勇気を持って一歩踏み出すという意味でいえば、オリンピックを目指すと決めて、高校で親元を離れて寮に入ってヨット留学をすることになったのですが、その時は勇気が必要だったなと思いますね。
――岡田選手からはそれほど重いメッセージではなかったということでしたが、吉岡選手はどのように受け止めたのでしょうか。
<吉岡> はい、私も重くは受け止めていなかったです。
――まずは乗ってみようかという感じですか。
<吉岡> そうですね。直接会って、お互いに意思確認をして「目指すところは一緒だな」と思ったのでペアを組もうと思いました。

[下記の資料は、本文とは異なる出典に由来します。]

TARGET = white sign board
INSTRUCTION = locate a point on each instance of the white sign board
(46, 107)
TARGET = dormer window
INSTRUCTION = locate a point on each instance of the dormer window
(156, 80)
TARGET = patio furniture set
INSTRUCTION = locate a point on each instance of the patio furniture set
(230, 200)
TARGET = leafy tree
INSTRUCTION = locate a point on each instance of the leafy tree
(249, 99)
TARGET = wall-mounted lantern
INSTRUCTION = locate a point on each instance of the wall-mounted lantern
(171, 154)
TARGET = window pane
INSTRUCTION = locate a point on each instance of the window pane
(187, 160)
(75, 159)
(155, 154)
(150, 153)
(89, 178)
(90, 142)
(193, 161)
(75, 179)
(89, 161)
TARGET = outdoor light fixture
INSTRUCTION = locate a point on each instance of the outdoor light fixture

――お二人の強みはコミュニケーションだと伺っています。具体的にどのような部分が、お二人ならではの強みだと思いますか。
<岡田> チームの絆が深まったポイントは、セーリングに関して隠し事をしないことかなと思います。率直に思ったことをきちんと伝える。分からないことは分からないと言う。はっきりさせることが大切なのかなと思っています。相手の隠し事がないとわかれば、信頼や信用ができるようになります。その信頼感が徐々に高まって、チームの絆というのができていくと思っています。
<吉岡> 岡田選手が言ったように、最初はごまかしていたこともあったのですが、分からないことははっきり分からないと伝えて意思疎通することで、コミュニケーションがとれていたのではないかと思います。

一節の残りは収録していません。